Le bulletin de paie

(MoneyGuide.fr) - Certaines mentions figurent obligatoirement dans ce document, tandis que d’autres sont interdites1. L’employeur peut choisir de simplifier le bulletin de paie, mais l’absence de remise de bulletin de paie est sanctionnée pénalement2.

Doivent apparaître impérativement sur le bulletin de paie :

 • l’employeur (nom, adresse, numéro d’immatriculation, code APE, numéro Siret…) ;

 • le salarié (nom, emploi occupé, position dans la classification de la convention collective) ;

• l’URSSAF ou la MSA (Mutualité Sociale Agricole) auprès de laquelle les cotisations sociales sont versées ;

• la convention collective applicable ;

 • les éléments composant la rémunération brute : le nombre d’heures de travail, la quantité d’heures payées au taux normal et celles majorées (pour heures supplémentaires3 par exemple) avec le ou les taux appliqués, les accessoires du salaire soumis à cotisations (prime d’ancienneté, de bilan, indemnité de précarité…) ;

• la nature et le volume du forfait pour les salariés dont la rémunération est déterminée sur la base d’un forfait hebdomadaire ou mensuel en heures, d’un forfait annuel en heures ou en jours ;

• les prélèvements sociaux et fiscaux (CRDS4, CSG5, cotisations salariales) ;

• les sommes non soumises à cotisations (remboursement de frais professionnel) ;

• le montant de la somme effectivement versée au salarié (le « net à payer ») ;

• la date du paiement du net à payer ;

• la mention relative à la conservation, par le salarié, du bulletin de paie et ce, sans limitation de durée (par exemple : « Pour vous aider à faire valoir vos droits, conservez ce bulletin de paie sans limitation de durée »). L’employeur doit, lui, conserver les bulletins pendant un délai de 5 ans à compter de leur émission ;

• éventuellement, les dates de congés payés compris dans la période de paie et le montant de l’indemnité correspondante.

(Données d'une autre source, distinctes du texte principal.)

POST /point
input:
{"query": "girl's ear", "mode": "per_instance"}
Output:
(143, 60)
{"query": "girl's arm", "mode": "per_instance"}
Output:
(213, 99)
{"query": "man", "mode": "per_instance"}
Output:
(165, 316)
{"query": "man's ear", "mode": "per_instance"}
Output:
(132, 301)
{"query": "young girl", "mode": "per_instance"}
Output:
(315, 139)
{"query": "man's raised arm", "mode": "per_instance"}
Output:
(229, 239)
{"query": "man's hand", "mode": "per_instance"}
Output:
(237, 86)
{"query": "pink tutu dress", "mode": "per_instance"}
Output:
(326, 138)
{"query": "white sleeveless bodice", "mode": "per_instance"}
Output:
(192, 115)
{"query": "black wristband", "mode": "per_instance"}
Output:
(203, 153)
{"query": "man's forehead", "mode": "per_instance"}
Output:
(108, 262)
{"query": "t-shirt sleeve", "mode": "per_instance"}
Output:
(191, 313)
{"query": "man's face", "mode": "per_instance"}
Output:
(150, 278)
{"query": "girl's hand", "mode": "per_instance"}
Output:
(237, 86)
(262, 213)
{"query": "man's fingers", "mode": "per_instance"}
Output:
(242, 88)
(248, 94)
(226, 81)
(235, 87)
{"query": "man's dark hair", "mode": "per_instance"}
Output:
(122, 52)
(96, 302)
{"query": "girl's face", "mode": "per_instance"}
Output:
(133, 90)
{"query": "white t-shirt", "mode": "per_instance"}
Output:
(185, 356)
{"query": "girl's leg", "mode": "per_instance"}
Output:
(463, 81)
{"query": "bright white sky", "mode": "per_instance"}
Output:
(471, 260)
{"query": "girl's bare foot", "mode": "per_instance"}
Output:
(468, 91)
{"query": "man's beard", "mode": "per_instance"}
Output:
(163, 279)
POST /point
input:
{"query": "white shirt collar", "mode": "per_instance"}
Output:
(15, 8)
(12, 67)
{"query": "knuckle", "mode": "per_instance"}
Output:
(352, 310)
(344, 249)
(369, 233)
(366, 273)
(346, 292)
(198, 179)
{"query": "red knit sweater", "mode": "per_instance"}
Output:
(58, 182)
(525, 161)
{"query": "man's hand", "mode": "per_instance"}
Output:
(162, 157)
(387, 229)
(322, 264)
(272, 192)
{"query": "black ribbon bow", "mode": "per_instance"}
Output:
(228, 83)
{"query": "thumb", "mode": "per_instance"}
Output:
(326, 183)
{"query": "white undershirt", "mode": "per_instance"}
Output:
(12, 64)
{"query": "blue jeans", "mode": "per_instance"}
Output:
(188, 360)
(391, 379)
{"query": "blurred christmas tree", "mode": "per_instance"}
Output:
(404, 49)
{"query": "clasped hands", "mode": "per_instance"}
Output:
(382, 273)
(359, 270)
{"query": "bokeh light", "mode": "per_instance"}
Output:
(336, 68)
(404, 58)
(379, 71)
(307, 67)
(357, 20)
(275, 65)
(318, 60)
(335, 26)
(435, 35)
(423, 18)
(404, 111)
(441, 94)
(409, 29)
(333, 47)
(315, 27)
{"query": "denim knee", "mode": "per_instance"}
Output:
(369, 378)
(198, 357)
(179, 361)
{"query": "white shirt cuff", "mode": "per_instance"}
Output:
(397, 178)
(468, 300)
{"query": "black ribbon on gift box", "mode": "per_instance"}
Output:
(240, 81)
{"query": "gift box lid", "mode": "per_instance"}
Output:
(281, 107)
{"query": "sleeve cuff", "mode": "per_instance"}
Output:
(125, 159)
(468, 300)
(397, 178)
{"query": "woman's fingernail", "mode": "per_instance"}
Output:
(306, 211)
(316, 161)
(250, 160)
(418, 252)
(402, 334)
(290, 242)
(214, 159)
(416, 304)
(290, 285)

Pour simplifier le bulletin, il est possible de regrouper les informations relatives aux prélèvements sociaux et fiscaux en six grandes catégories :

• Sécurité sociale et Caisse nationale de solidarité pour l’autonomie6;

• assurance chômage (dont AGS7) ;

• retraite complémentaire obligatoire ;

• prévoyance ;

• CSG et CRDS ; 

• autres charges patronales8.

Un exemple de bulletin de paie simplifié est repris en annexe.

 

1. Celles faisant référence à l’exercice du droit de grève et à l’activité de représentation des salariés.

2. La non-remise du bulletin est sanctionnée par une contravention de 3e classe (soit une amende de 450 euros), par bulletin manquant. Si l’employeur s’est soustrait intentionnellement à ces obligations pour dissimuler un emploi salarié, les sanctions peuvent être bien plus lourdes tant à l’encontre de la personne morale que du chef d’entreprise.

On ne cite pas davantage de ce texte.